Isemin A. Isemin (1) and Oluwatoyin O. Akinsete (2)

(1) Department of Petroleum Engineering, University of Uyo

(2) Department of Petroleum Engineering, University of Ibadan

Abstract – Pressure-Volume-Temperature (PVT) behaviour plays a significant role in determining reservoir fluid properties in petroleum reservoirs. Experimental data are difficult and expensive to obtain, while physics-based empirically derived equations vary from one region to another. This research proposes a Stacking Ensemble Learning (SEL) model to predict the Pressure-Volume-Temperature (PVT) properties of reservoir fluids, specifically Gas Solubility (Rs) and Bubble Point Pressure (Pb).

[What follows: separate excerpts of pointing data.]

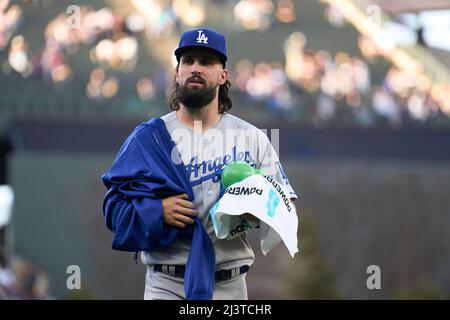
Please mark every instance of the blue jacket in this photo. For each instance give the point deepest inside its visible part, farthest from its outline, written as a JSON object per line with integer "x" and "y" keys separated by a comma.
{"x": 142, "y": 175}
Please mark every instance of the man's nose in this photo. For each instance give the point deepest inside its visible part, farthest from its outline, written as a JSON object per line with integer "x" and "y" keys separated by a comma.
{"x": 196, "y": 68}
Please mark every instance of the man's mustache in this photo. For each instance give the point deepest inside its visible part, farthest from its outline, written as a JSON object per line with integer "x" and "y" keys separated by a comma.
{"x": 197, "y": 79}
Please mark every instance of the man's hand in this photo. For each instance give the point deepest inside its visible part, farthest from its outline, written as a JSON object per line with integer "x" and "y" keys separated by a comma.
{"x": 178, "y": 211}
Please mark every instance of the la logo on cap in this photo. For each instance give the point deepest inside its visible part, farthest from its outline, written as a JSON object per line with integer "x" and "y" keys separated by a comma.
{"x": 201, "y": 37}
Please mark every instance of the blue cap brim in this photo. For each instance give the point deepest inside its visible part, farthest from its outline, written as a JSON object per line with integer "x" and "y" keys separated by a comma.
{"x": 179, "y": 52}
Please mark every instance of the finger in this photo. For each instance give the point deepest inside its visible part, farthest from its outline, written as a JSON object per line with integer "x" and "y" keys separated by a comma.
{"x": 186, "y": 204}
{"x": 179, "y": 224}
{"x": 183, "y": 219}
{"x": 185, "y": 211}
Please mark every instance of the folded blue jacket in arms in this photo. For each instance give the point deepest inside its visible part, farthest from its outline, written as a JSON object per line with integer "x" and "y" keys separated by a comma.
{"x": 142, "y": 175}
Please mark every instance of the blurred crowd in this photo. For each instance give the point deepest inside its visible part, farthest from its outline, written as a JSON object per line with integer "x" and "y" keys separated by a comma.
{"x": 314, "y": 88}
{"x": 22, "y": 280}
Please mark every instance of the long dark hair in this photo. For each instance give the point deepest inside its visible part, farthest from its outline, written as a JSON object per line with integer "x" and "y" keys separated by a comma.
{"x": 225, "y": 101}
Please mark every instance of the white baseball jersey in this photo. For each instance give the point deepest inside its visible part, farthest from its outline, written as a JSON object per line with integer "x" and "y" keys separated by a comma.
{"x": 204, "y": 156}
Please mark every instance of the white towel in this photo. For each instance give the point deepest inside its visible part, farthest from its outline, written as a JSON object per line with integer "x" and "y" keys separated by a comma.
{"x": 267, "y": 200}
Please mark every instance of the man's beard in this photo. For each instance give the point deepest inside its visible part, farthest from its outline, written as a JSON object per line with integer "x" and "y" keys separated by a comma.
{"x": 196, "y": 98}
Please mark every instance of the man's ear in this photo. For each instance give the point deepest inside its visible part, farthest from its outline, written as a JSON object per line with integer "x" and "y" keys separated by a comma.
{"x": 223, "y": 77}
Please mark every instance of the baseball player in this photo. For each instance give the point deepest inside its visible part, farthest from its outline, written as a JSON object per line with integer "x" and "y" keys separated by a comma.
{"x": 207, "y": 138}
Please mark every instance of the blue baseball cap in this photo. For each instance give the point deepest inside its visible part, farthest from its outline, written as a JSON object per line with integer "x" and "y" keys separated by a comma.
{"x": 203, "y": 38}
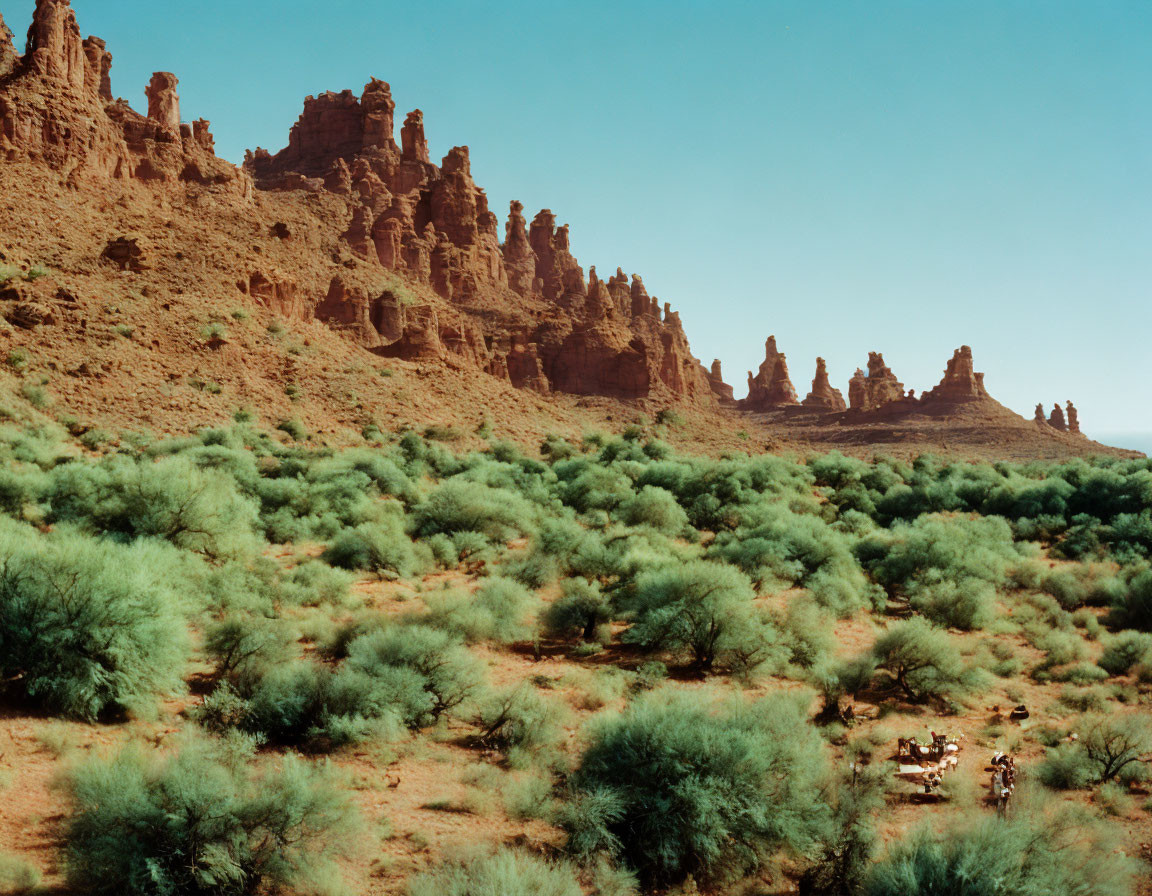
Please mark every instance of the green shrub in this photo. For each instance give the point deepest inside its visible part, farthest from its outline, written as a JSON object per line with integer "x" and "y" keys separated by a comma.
{"x": 703, "y": 610}
{"x": 1066, "y": 767}
{"x": 88, "y": 628}
{"x": 923, "y": 662}
{"x": 1028, "y": 855}
{"x": 506, "y": 873}
{"x": 656, "y": 508}
{"x": 674, "y": 788}
{"x": 498, "y": 610}
{"x": 17, "y": 876}
{"x": 173, "y": 499}
{"x": 582, "y": 610}
{"x": 378, "y": 547}
{"x": 1114, "y": 742}
{"x": 203, "y": 822}
{"x": 446, "y": 672}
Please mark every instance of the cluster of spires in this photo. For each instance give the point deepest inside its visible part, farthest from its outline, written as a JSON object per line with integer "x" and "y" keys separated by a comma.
{"x": 1058, "y": 419}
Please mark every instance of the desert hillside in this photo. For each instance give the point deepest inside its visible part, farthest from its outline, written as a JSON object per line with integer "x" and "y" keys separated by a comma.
{"x": 349, "y": 549}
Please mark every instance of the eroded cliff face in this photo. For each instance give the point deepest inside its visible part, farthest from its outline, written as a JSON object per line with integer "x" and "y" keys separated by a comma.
{"x": 57, "y": 108}
{"x": 524, "y": 308}
{"x": 402, "y": 256}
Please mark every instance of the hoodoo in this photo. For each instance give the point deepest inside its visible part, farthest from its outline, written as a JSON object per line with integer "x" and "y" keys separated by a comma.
{"x": 823, "y": 396}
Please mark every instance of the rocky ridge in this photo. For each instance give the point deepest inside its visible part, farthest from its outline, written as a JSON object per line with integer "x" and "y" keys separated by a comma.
{"x": 403, "y": 257}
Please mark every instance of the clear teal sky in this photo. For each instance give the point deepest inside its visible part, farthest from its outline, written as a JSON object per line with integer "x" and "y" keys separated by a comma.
{"x": 846, "y": 174}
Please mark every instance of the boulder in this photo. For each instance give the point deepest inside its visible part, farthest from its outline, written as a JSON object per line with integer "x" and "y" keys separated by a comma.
{"x": 8, "y": 55}
{"x": 877, "y": 388}
{"x": 1073, "y": 419}
{"x": 961, "y": 382}
{"x": 164, "y": 101}
{"x": 126, "y": 252}
{"x": 772, "y": 386}
{"x": 55, "y": 51}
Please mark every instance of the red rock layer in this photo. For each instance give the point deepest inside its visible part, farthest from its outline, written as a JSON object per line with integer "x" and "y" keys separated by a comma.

The study compares this advanced ensemble method against Standalone Machine Learning (SAML) models (Artificial Neural Network, ANN; Support Vector Machine, SVM; and Decision Tree, DT) and traditional empirical correlations. The SEL algorithm was first designed; multiple algorithms were combined to create a stronger predictor. The base estimators used for initial predictions are the Decision Tree Regressor (DTR), the Extra Trees Regressor (ETR), and the Random Forest Regressor (RFR). The base estimators’ predictions were combined using a RidgeCV meta-model to produce the final output. Statistical results on prediction accuracy, model performance, and reliability demonstrate that the Stacking Ensemble technique achieves superior accuracy compared with SAML and widely used empirical correlations, offering a cost-effective alternative to difficult experimental procedures.

Keywords – PVT Properties, Ensemble Learning, Machine Learning, Gas Solubility, Bubble Point Pressure

1.0 INTRODUCTION

Research into PVT studies continues to garner increasing interest in the petroleum industry, as accurate determination and prediction of the fluid properties of oil and gas samples from a flowing well help to understand reservoir fluid behaviour. The determination and accurate description of crude oil properties have been useful in solving reservoir engineering problems, and this is heavily dependent on a good understanding of the crude’s physical properties. Areas where reservoir fluid properties play important roles in reservoir engineering include reserves estimation, well testing, material balance calculations, efficiency of enhanced oil recovery methods, and the prediction of reservoir performance. The importance of accurately estimating PVT properties cannot be overemphasised for engineering calculations and decision-making across the different stages of oil field life (Khabibullin et al., 2014; Dokla et al., 1990). Since comprehensive, consistent, or experimentally measured data are often unavailable, several region-specific, empirically derived PVT correlations have been developed. Research has shown that empirical correlations, aside from being an economical method for reservoir studies and decision-making, can, with varying simplified assumptions, predict fluid properties where experimental information is insufficient, similar to the laboratory PVT method.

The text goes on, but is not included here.